Karadeniz İsyandadır LA !
Behzat Ç “bir Ankara polisiyesi” dizisinin 20 Şubat 2011 günü yayınlanan bölümünde, Bahar karakterinin mensup olduğu örgütün bürosunda, bizlerin 6 Ocak 2011 günü Çevre ve Orman Bakanı’nın katıldığı programı protesto etmek için yazdığımız “Yasalarınız Geçse de HES’leri Geçirtmeyeceğiz – Karadeniz İsyandadır” pankartının, döviz şeklinde masada durduğunu gördük. Ne olduğunu çözmeye çalışırken, dizinin ilerleyen dakikalarında Bahar ve arkadaşlarının HES karşıtı bir eylem düzenlediğini fark ettik. Okunan basın açıklamasında “yaşam savunuculuğu”, “kapitalizmin müdahalesi karşısında uzlaşmaz olmak”, “HES’lere ve daha fazlasına hayır” gibi ibareleri duyunca televizyon karşısında yüzümüzde bir anlık bir gülümseme belirdi. Yaşam savunucularının dertlerine kulak verilmesi, kamuoyunun gündemine oturan HES karşıtı anti-kapitalist yaşam mücadelesinin bu şekilde de gündeme getirilmesi bizleri mutlu etti.

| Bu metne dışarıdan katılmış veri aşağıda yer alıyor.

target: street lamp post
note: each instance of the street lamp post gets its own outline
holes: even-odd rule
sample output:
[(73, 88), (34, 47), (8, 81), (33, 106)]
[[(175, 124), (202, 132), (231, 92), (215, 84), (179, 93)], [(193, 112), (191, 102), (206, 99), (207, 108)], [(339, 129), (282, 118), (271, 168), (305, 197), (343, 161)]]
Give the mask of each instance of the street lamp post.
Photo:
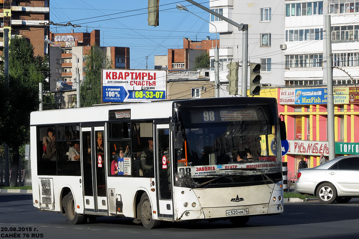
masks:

Dizide kurgulanan basın açıklaması sonrası eylemcilerin meclise yürümek istemeleri üzerine polis müdahalesiyle karşılaşmaları, Emniyet müdür yardımcısının, kadın eylemcilerden birine “canım” demesiyle kıyamet kopması ve eylemcilerin gözaltına alınması, bizlerin birçok kere maruz kaldığımız sahneleri hatırlamamıza neden oldu. Örneğin Loç Vadililerin şirket önünde 28 gün süren oturma eyleminde polisin Loç’lu kadınlara “Sizin eviniz yok mu? Evinize gidip yemek yapsanıza” demesiyle dizide polisin eylemci kadına “canım” diye hitap etmesi aynı zihniyetin ürünüdür. Dizideki bu sahneyle, provokatör polis zihniyeti minimalize edilerek ekranlara taşınmıştır.
Peki ya sonrası?
Dizide eylemciler itiş kakış gözaltına alınır alınmasına ama gerçekte yaşadıklarımız bu kadarla mı kalmaktadır?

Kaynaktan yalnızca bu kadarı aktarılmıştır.